Cordyline is a genus of about 24 species of woody monocotyledonous flowering plants in family Asparagaceae, subfamily Lomandroideae. The subfamily has previously been treated as a separate family Laxmanniaceae, or Lomandraceae. Other authors have placed the genus in the Agavaceae (now Agavoideae). Cordyline is native to the western Pacific Ocean region, from New Zealand, eastern Australia, southeastern Asia and Polynesia, with one species found in southeastern South America.

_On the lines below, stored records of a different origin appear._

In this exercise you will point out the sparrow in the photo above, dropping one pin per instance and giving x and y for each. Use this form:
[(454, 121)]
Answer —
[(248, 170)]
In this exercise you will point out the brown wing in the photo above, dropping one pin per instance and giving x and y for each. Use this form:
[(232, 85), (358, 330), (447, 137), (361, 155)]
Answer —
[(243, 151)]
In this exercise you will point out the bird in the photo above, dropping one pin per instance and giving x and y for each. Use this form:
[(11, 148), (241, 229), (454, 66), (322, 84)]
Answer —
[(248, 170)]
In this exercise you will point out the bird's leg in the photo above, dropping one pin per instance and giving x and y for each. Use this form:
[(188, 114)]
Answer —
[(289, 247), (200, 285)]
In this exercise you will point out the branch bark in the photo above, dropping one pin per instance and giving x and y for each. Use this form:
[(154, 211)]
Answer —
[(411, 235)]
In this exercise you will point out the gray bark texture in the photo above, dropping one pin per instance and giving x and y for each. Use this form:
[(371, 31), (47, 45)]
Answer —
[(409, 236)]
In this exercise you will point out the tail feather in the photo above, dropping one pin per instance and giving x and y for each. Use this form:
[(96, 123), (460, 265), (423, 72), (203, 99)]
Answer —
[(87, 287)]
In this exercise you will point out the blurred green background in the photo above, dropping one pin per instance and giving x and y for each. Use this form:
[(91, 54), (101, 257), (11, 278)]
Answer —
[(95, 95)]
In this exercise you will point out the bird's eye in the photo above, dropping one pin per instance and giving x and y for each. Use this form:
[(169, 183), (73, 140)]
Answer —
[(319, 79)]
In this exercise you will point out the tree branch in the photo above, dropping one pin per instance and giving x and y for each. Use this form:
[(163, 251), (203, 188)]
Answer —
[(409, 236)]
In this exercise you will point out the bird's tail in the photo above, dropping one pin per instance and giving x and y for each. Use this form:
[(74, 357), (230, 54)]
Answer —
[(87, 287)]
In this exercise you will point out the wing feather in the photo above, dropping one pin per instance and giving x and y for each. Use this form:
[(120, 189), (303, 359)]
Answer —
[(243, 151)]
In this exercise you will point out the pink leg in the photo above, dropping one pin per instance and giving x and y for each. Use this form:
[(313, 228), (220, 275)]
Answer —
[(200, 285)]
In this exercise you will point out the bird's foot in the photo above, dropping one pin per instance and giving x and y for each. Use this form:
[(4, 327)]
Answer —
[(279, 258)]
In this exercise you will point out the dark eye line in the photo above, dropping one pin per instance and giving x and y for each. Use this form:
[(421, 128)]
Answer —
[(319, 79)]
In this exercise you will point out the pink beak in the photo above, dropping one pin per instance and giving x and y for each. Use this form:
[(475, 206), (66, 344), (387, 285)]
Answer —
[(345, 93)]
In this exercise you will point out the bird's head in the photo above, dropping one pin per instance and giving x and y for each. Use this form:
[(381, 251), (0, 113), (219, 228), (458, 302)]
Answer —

The name Cordyline comes from the Greek word kordyle, meaning "club," a reference to the enlarged underground stems or rhizomes.

Species
, the World Checklist of Selected Plant Families accepted 24 species:
 Cordyline angustissima K.Schum. – New Guinea
 Cordyline australis (G.Forst.) Endl. (Cabbage Tree) – New Zealand
 Cordyline banksii Hook.f. (syn. C. diffusa Colenso.) – New Zealand
 Cordyline cannifolia R.Br. – Australia: N.E. Northern Territory, N.E. Queensland
 Cordyline casanovae Linden ex André – Vanuatu
 Cordyline congesta (Sweet) Steud. (syn. C. dracaenoides Kunth) – Australia: S.E. Queensland to N.E. New South Wales
 Cordyline diffusa Colenso. (syn. C. banksii Hook.f.) – New Zealand
 Cordyline forbesii Rendle – Papua New Guinea
 Cordyline fruticosa (L.) A.Chev. – Papuasia to W. Pacific
 Cordyline indivisa (G.Forst.) Endl. (mountain cabbage tree) – New Zealand (syn. Cordyline hectori, Cordyline hookeri)
 Cordyline lateralis Lauterb. – New Guinea
 Cordyline ledermannii K.Krause – New Guinea
 Cordyline manners-suttoniae F.Muell. – Australia: N.E. Queensland
 Cordyline mauritiana (Lam.) J.F.Macbr. – Mascarenes
 Cordyline minutiflora Ridl. – New Guinea
 Cordyline murchisoniae F.Muell. (syn. C. haageana  K.Koch) – Australia: E. Queensland
 Cordyline neocaledonica (Baker) B.D.Jacks. – New Caledonia
 Cordyline obtecta (Graham) Baker – Norfolk Island, N. New Zealand North Island
 Cordyline petiolaris (Domin) Pedley – Australia: S.E. Queensland to N.E. New South Wales
 Cordyline pumilio Hook.f. – New Zealand North Island
 Cordyline racemosa Ridl. – New Guinea
 Cordyline rubra Otto & A.Dietr. – Australia: S.E. Queensland to N.E. New South Wales
 Cordyline schlechteri Lauterb. – New Guinea
 Cordyline sellowiana Kunth – Bolivia to Brazil and N. Argentina
 Cordyline stricta (Sims) Endl. – Australia: S.E. Queensland to N.E. New South Wales

Formerly placed here
Dracaena aletriformis (Haw.) Bos (as C. rumphii Hook.)
Dracaena elliptica Thunb. & Dalm. (as C. maculata (Roxb.) Planch. and C. sieboldii Planch.)
Dracaena fragrans (L.) Ker Gawl. (as C. fragrans (L.) Planch.)

Cultivation and uses
Members of the group are often grown as ornamental plants - notably C. australis and C. fruticosa. Many species have been used as a foodstuff and medicine,  for additional details on these and other uses see the article on C. australis. The rhizome was roasted in an hāngi (earth oven) by Māori to extract sugar.

In the highlands of Papua New Guinea. leaves of Cordyline and other plants are tied to sticks to mark taboo areas where pandanus language must be spoken during karuka harvest.